Question

(b) what is the probability that more than eleven loads occur during a 4-year period

Answer 1

Given that an article suggests that a Poisson process can be used to represent the occurrence of structural loads over time. 
Suppose the mean time between occurrences of loads is 0.4 year. 
a). How many loads can be expected to occur during a 4-year period? 
b). What is the probability that more than 11 loads occur during a 4-year period? 
c). How long must a time period be so that the probability of no loads occurring during that period is at most 0.3?



Part A:
The number of loads that can be expected to occur during a 4-year period is given by:
$\frac{4}{0.4} =10 \ loads$


Part B:

The expected value of the number of loads to occur during the 4-year period is 10 loads.
This means that the mean is 10.

The probability of a poisson distribution is given by

$P(k \ events \ in \ an \ interval)= \frac{\lambda^ke^{-\lambda}}{k!}$

where: k = 0, 1, 2, . . ., 11 and λ = 10.

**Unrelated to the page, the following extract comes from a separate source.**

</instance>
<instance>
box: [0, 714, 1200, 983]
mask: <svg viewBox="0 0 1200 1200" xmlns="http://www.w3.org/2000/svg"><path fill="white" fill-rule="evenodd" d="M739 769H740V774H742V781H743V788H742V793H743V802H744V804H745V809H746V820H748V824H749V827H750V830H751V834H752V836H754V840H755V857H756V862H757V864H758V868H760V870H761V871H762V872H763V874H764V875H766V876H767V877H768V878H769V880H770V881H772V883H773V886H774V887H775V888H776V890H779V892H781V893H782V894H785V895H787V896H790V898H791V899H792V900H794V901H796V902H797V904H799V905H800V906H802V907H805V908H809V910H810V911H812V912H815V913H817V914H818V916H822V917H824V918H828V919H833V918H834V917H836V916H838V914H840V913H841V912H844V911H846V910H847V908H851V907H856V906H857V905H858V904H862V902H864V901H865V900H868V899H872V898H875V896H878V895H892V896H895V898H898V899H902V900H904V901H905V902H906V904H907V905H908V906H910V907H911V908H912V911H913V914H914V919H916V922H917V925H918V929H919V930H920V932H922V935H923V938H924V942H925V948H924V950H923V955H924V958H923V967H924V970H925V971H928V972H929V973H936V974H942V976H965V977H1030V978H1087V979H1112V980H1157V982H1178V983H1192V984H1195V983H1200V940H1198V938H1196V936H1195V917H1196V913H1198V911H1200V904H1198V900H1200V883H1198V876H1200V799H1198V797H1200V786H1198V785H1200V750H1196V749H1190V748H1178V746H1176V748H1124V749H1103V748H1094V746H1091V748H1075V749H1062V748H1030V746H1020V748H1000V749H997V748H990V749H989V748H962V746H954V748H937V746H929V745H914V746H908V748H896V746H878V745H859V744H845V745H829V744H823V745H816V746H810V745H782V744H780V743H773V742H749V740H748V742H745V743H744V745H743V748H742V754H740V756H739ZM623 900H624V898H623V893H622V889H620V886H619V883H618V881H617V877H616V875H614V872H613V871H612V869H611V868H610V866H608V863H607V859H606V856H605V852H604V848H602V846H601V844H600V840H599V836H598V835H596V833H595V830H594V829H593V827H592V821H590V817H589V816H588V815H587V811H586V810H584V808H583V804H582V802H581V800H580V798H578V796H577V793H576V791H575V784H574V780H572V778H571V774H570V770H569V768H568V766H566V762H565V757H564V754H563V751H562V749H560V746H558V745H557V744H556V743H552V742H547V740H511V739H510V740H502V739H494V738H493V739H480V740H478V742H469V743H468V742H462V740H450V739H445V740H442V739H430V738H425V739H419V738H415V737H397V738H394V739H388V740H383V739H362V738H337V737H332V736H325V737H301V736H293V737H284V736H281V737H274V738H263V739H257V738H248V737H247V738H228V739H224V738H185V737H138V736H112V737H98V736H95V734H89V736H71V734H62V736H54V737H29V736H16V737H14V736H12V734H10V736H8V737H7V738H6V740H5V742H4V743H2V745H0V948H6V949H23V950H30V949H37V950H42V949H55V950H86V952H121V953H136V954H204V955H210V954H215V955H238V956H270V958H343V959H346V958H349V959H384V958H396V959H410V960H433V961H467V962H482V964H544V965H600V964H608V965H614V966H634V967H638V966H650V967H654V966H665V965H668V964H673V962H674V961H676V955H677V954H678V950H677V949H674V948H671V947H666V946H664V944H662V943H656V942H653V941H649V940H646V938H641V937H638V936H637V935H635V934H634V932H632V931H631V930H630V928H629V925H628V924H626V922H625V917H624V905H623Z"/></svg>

$P(k=0)= \frac{10^0e^{-10}}{0!} =0.000045 \\ \\ P(k=1)= \frac{10^1e^{-10}}{1!} =0.000454 \\ \\ P(k=2)= \frac{10^2e^{-10}}{2!} =0.002270 \\ \\ P(k=3)= \frac{10^3e^{-10}}{3!} =0.007567 \\ \\ P(k=4)= \frac{10^4e^{-10}}{4!} =0.018917 \\ \\ P(k=5)= \frac{10^5e^{-10}}{5!} =0.037833 \\ \\ P(k=6)= \frac{10^6e^{-10}}{6!} =0.063055 \\ \\ P(k=7)= \frac{10^7e^{-10}}{7!} =0.090079 \\ \\ P(k=8)= \frac{10^8e^{-10}}{8!} =0.112599 \\ \\ P(k=9)= \frac{10^9e^{-10}}{9!} =0.125110$

$P(k=10)= \frac{10^{10}e^{-10}}{10!} =0.125110 \\ \\ P(k=11)= \frac{10^{11}e^{-10}}{11!} =0.113736$

The probability that more than 11 loads occur during a 4-year period is given by:

1 - [P(k = 0) + P(k = 1) + P(k = 2) + . . . + P(k = 11)]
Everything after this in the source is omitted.